Adapun waktu keluarnya atau berakhirnya, yaitu setelah terbenam matahari pada hari terakhir bulan Ramadhan. Akan tetapi beberapa kalangan ulama mengatak yang lebih mustahab (disenangi) adalah menunggu sampai dilaksanakannya shalat Ied.


Hal-Hal Saat I’tikaf

Disunnahkan bagi orang yang beri’tikaf untuk memperbanyak ibadah dan taqorrub kepada Allah SWT. Seperti shalat sunnah, membaca AL Qur’an, tasbuh, tahmid, tahlil, takbir, istighfar, shalawat kepada Nabi SAW, doa dan sebagainya.

Namun demikian yang menjadi prioritas ulama adalah ibadah-ibadah mahdhah. Bahkan sebagian ulama seperti Imam Malik, meninggalkan segala aktivitas ilmiah lainnya dan berkonsentrasi penuh pada ibadah-ibadah mahdhah.
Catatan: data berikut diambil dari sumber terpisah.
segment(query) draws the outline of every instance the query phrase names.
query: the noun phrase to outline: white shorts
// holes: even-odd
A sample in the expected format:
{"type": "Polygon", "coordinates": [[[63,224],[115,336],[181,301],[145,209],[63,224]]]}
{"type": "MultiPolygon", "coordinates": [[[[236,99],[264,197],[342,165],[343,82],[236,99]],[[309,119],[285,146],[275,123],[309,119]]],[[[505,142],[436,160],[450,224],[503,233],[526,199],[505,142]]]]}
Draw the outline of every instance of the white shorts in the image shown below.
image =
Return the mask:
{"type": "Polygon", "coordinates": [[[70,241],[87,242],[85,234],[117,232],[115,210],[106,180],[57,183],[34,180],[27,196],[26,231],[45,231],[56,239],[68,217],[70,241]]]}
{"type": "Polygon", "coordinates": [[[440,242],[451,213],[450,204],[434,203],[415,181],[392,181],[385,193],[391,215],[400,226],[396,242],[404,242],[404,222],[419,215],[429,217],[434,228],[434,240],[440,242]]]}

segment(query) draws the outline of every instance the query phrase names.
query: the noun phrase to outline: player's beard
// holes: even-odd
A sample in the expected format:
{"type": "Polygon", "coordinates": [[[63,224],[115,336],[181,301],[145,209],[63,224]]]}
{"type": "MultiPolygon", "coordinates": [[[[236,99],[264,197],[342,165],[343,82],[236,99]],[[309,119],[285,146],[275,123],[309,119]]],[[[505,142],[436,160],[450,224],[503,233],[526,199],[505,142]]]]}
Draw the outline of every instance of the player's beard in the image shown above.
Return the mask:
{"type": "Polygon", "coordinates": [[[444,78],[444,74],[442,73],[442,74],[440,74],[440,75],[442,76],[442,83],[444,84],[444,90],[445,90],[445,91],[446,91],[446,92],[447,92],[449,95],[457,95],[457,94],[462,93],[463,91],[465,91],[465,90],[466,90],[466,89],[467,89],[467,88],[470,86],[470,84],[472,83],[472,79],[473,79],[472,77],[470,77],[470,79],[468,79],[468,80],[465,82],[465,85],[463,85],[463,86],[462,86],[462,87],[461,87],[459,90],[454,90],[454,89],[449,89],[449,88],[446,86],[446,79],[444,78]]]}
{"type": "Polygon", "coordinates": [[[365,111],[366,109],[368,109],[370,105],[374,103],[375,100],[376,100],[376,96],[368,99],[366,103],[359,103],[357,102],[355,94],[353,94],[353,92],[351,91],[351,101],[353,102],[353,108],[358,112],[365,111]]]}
Dalam upaya memperkokoh keislaman dan ketaqwaan, diperlukan bimbingan dari orang-orang yang ahli, karenanya dalam memanfaatkan momentum i’tikaf bisa dibenarkan melakukan berbagai kajian keislaman yang mengarahkan peserta i’tikaf untuk membersihkan diri dari segala dosa dan sifat tercela serta menjalani kehidupan sesudah i’tikaf secara lebih baik sebagaimana yang ditentukan Allah SWT dan Rasul-Nya.

Orang yang beri’tikaf bukan berarti hanya berdiam diri di masjid untuk menjalankan peribadatan secara khusus. Ada beberapa hal yang diperbolehkan :

1. Keluar dari tempat i’tikaf untuk mengantar istri, sebgaimana yang dilakukan oleh Rasulullah SAW terhadap istrinya Shofiyah r.a (HR. Bukhari-Muslim).
2. Menyisir atau mencukur rambut, memotong kuku, membersihkan tubuh dari kotoran dan bau badan.
3. Keluar ke tempat yang memang amat diperlukan seperti untuk buang air besar dan kecil, makan, minum (Jika tidak ada yang mengantarkan), dan sesagala sesuatu yang tidak mungkin dilakukan di masjid. Tetapi ia harus segera kembali setelah menyelesaikan keperluannya.
4. Makan, minum, dan tidur di masjid dengan senantiasa menjaga kesucian dan kebersihan masjid.


Hal-Hal yang Membatalkan i’tikaf

1. Meninggalkan masjid dengan sengaja tanpa keperluan, meski sebentar. Karena meninggalkan masjid berarti mengabaikan salah satu rukun i’tikaf yaitu berdiam di masjid.
2. Murtad (keluar dari Islam).
3. Hilang akal karena gila atau mabuk.
4. Haidh
5. Nifas
6. Berjima’ (bersetubuh dengan istri), tetapi memegang tanpa nafsu (syahwat), tidak apa-apa sebagaimana yang dilakukan nabi dengan istri-istrinya.
7. Pergi shalat Jum’at (bagi mereka yang memperbolehkan i’tikaf di mushola yang tidak dipakai shalat Jum’at).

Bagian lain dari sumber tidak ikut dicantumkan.